Generally, this is not the case. Such solution typically uses a virtualized copy of the operating system, and runs the suspicious file there. As a result, the file is executed in a controlled, isolated (sandboxed) environment where its actions are carefully monitored, and where even a malicious file wouldn't do any harm. Then, its actions are analyzed, and the decision whether a file is malicious or not is made. In theory, this approach is expected to detect all kinds of new malware, including threats never seen before. In practice, however, this approach has limited applicability because it is fairly easy to escape detection, by employing one or a combination of the following four methods:
• Environment analysis. The environment where the piece of malware is being executed is typically static and consistent, with all instances of the product emulating the same or a very similar environment, which allows the malware threat to easily detect it is being analyzed. Consequently, it will cease any malicious activity and will pretend to be a clean application.
There are many clues that can give away the identity of a virtual environment, including but not limited to:
◦ The guest environment typically uses the same operating system and the same version of it, and has a fixed set of software installed.
◦ The guest environment looks out of place; for example, the important Windows updates are missing, which is very unusual in the corporate environment.
◦ The guest environment lacks traces of prior usage – recent documents empty, the only e-mail client present is not configured, no bookmarks in browsers, no extra icons on desktop and so on.

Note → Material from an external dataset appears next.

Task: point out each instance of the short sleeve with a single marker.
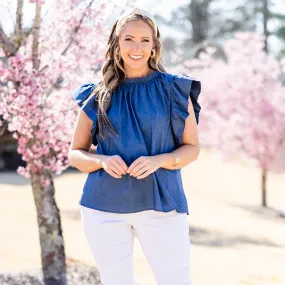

◦ The user activity on a guest is unusual. For example, the file attachment received by the e-mail is executed but the mouse does not move and no key presses are detected.
• Dependency on user activity, Time delay and Multi-stage infection are the other three methods that can enable a piece of malware to escape detection. Learn what they're all about from the whitepaper A Candid View on APT Protection: Debunking myths and choosing the right providers.
These are the well-known ways to escape the sandbox detection and they cannot be reliably “closed,” no matter how much effort the security vendor puts into it. This is why the sandbox detection cannot be considered reliable against targeted attacks, where the malware writer knows the target, and the security solution they are using.